In May 2022, the group wrote a letter to authorities in Assam calling on them  to shut down meat businesses and animal slaughterhouses run by Muslims. The same month, it organized an “awareness campaign”  in Andhra Pradesh state’s Anantapur district and convinced members of a village to put up sign boards that read “[Christian] missionaries are forbidden in the village.”

In September 2022, GHHF wrote a letter to authorities in Telangana state calling on them to exclude Muslims and Christians in public auctions to lease shops around the temple area and threatened mass protests if allowed. In November 2022, GHHF workers organized a  meeting with nurses working in hospitals across Hyderabad city to “talk about the deceptive tactics Christian nurses employ to convert vulnerable Hindu patients.” The group promotes hostility against Christian missionaries. “If they are coming to convert our Hindus, we should drive them away. We should not even allow them to talk about their religion,” GHHF told a group of Hindus in Andhra Pradesh state.
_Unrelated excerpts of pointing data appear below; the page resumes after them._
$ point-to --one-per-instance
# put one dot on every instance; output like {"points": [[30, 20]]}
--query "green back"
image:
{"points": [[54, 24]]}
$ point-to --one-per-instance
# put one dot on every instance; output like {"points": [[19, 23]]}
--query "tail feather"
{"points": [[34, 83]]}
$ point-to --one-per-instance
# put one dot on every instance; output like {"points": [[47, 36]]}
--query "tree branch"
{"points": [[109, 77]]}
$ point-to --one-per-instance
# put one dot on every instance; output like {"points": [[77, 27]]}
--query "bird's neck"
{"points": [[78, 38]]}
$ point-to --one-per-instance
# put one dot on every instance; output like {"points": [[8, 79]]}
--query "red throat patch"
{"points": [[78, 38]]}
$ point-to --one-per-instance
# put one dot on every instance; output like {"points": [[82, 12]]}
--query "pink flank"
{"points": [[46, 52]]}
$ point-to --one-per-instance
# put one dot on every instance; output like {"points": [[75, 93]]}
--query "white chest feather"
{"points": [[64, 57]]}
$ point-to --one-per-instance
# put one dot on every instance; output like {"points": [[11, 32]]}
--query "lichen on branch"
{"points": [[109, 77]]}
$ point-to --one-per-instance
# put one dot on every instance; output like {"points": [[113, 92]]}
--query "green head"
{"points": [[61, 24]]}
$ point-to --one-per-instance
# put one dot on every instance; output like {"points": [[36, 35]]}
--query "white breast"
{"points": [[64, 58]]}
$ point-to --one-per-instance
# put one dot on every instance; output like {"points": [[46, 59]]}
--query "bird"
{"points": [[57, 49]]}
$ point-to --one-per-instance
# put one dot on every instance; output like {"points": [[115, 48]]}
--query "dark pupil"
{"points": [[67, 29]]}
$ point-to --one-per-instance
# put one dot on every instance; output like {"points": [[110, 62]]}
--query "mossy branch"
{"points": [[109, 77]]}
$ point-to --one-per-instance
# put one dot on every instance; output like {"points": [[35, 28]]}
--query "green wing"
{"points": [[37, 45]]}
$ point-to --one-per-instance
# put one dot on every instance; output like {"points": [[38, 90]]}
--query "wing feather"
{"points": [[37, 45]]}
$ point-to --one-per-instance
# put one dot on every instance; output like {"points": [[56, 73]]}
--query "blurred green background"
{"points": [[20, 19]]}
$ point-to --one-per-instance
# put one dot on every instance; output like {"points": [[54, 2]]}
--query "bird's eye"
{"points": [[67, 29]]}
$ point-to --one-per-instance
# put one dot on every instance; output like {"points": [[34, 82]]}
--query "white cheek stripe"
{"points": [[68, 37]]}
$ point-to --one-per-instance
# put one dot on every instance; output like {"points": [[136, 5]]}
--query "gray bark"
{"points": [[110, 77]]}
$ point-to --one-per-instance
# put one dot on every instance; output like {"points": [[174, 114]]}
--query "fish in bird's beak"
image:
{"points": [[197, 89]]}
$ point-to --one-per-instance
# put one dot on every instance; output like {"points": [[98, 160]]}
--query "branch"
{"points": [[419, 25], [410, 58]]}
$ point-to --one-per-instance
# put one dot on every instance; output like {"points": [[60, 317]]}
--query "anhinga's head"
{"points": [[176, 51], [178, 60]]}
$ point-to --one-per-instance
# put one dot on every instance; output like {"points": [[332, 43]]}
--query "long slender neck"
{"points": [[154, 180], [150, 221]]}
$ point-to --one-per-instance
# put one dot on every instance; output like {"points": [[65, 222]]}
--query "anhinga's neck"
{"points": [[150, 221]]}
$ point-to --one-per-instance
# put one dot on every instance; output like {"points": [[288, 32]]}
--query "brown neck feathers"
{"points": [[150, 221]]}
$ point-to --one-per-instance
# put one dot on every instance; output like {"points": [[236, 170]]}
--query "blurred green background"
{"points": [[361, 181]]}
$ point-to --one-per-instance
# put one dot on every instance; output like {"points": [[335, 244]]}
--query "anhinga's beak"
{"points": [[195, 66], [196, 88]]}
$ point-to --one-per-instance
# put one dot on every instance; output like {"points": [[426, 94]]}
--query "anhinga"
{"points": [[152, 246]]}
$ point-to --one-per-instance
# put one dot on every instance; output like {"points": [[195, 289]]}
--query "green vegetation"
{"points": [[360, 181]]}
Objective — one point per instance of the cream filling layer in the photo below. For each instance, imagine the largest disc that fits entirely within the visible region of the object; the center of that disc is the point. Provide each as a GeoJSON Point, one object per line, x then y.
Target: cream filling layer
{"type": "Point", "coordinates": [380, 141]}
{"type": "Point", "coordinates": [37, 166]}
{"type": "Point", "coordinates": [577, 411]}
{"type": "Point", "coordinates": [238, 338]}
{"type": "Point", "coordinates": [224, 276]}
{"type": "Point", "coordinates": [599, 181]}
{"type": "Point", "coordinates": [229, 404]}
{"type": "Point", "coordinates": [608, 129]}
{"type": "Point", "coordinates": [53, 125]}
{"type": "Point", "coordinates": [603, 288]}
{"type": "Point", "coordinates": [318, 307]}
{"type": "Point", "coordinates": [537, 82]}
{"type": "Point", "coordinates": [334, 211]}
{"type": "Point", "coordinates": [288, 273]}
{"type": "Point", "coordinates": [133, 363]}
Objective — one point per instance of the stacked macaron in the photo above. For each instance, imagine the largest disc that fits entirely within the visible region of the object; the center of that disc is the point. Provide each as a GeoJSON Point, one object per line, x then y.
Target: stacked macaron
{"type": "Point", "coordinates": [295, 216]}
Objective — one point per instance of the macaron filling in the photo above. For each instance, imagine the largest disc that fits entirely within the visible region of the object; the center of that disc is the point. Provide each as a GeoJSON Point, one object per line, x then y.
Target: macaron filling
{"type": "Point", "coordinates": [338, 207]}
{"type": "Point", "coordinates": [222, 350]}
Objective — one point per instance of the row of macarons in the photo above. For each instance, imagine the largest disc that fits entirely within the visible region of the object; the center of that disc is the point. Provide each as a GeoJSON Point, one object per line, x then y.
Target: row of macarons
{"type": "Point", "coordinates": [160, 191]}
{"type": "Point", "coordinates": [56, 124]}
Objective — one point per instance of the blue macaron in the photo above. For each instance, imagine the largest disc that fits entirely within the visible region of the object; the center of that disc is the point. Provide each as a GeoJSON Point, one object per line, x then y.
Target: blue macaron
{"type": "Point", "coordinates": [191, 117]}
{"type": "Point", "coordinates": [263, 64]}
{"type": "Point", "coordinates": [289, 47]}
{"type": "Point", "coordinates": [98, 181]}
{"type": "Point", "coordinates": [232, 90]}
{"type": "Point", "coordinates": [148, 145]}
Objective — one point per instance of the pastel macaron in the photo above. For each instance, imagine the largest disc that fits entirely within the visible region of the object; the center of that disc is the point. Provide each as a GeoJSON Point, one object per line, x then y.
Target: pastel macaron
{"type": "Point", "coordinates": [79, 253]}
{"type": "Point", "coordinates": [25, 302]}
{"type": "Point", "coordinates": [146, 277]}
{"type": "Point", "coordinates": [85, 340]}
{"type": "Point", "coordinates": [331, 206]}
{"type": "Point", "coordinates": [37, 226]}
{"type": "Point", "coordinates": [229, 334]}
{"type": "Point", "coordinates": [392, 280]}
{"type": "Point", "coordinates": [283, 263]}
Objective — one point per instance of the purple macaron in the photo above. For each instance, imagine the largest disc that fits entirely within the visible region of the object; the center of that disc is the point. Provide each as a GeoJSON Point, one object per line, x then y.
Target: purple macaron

The group is also involved in cow vigilante activities in some Indian states, which include policing of sale, transportation, or consumption of beef. In August 2020, GHHF’s team in Visakhapatnam, Andhra Pradesh, forcefully stopped two Muslim-owned trucks over the suspicion of transporting beef and handed them over to police. It supports Hindu militant groups’ calls for declaring “war against cow butchers​​.”

In November 2022, GHHF organized an event in Frisco, Texas, to fundraise for the “demolition of illegal churches” in Andhra Pradesh. The event resulted in widespread condemnation from American civil rights and interfaith groups, who sought an Internal Revenue Service (IRS) investigation and revocation of its non-profit status.  In March 2023, Velagapudi wrote a letter to Hindu temples in the United States seeking support to turn India into a Hindu nation.

 

 

This factsheet was produced in collaboration with Raqib Hameed Naik, US-based Kashmiri journalist who covers human rights, religious minorities, and Hindu nationalism.